Lamb tenderloin with a basil stuffing in a salt crust

Ingredients

  • 2 boneless single top loins with tenderloins attached if possible, trimmed of all fat,12 to 14 ounces each (340 – 400 g)
  • 3 ounces (80 g) fresh bread crumbs
  • 1 ounces (leaves from about 4 stems) flat leaf parsley
  • 3-4 ounces (2 good bunches or about 3 loosely packed cups) basil leaves
  • 1 teaspoon fresh thyme leaves
  • 6 tablespoons (80 g) soft butter
  • 1 clove garlic
  • Pinch of salt
  • Freshly ground pepper
  • 2 tablespoons olive oil
  • For the salt crust
  • 1 cup (220 g) coarse sea salt, sel gris, or kosher salt
  • 1 teaspoon rosemary
  • 1 teaspoon thyme
  • 1/3 cup (80 g) water
  • 2 cups (240 g) flour
  • 1 egg
  • 1 egg yolk
  • Egg wash (1 egg yolk mixed with 2 tablespoons of water)

Instructions

  1. Preheat the oven to 420 °F (220 °C). Line a roasting tray with parchment paper.
  2. To make the salt crust, mix the flour, salt, rosemary and thyme in a large bowl. Add the egg and egg yolk and half the water, holding back in case it is not needed. Knead the mixture with your hands until it forms a dough. Shape the dough into a ball, then wrap in plastic film and set aside at room temperature until needed.
  3. To make the herb filling. Place the fresh herbs, thyme, butter, bread crumbs, garlic and a pinch of salt in the bowl of a food processor and pulse until the mixture forms a smooth paste. Set aside.
  4. Place the lamb loins on a cutting board so that the former skin side is down. If working with a loin with the tenderloin attached, push the smaller tenderloin aside and spread half the basil, breadcrumb mixture over the length of the larger loin.

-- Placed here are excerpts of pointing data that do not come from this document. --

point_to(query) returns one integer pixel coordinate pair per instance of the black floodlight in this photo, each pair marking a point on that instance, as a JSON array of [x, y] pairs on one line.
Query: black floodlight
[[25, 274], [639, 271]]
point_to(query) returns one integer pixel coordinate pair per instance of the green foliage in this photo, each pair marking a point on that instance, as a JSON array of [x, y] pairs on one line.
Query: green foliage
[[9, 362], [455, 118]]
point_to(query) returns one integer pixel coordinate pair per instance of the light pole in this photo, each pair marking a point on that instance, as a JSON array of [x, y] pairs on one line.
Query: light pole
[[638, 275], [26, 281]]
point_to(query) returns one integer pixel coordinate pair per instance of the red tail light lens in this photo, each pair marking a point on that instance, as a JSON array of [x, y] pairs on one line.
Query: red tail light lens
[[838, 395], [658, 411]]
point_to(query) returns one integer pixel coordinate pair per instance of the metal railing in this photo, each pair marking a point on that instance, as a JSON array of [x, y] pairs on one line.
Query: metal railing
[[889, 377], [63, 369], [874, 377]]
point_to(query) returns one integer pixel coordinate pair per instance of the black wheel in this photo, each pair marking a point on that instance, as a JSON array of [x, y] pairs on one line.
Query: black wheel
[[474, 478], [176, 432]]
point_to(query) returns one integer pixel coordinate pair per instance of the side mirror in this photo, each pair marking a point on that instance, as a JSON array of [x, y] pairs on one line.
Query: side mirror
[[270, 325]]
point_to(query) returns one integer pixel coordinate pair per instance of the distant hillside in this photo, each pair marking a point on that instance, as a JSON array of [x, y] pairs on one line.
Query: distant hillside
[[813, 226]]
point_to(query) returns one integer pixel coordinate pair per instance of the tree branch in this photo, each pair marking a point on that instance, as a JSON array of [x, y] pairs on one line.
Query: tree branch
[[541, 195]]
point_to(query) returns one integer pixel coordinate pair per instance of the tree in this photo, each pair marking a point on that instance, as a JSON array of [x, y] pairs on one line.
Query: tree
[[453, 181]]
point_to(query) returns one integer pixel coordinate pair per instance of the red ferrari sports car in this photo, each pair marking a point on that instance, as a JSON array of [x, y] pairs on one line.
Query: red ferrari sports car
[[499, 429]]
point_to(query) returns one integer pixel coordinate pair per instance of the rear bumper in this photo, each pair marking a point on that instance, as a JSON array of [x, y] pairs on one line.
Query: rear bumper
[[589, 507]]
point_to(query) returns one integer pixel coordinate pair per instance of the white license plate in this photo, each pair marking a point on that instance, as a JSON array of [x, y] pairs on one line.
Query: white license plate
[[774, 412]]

Place the tenderloin on top to make a sandwich and repeat with the second loin.
  5. If you are cooking a top loin without the tenderloin to sandwich the filling, use a paring knife to cut a 3-inch wide pocket, about 2-inches deep, into the side of each loin. Fill the cavity with the basil mixture.
  6. Using kitchen twine, tie the tenderloin at each end and in the middle to secure the filling. Season the stuffed loins with pepper.
  7. Heat the oil in a heavy-bottomed sauté pan and swirl to coat. Add the lamb former skin side down and cook to sear, about 1 minute. Turn and sear the other side. Remove and set aside to cool.
  8. Place half the salt dough on a large piece of parchement paper on a work surface. Roll out the dough until ¼ inch (5 mm thick). Place the lamb, former skin side down in the centre of the dough, and bring up the sides to completely enclose the lamb and pinch together to seal. Patch any holes with excess dough. Roll it over and place it on the prepared roasting pan, seam side down. Brush well with the beaten egg and repeat with the 2nd loin.
  9. Roast the lamb for 20 minutes, remove from the oven and leave the lamb to rest for 5 minutes; the lamb will be medium–rare. (Or continue to roast until cooked to your liking.)
  10. To serve, cut the top off the crust (like removing the lid from a chest), remove the lamb, slice and serve with any juice that accumulated in the crust. Delicious accompanied by roast potatoes and a green salad.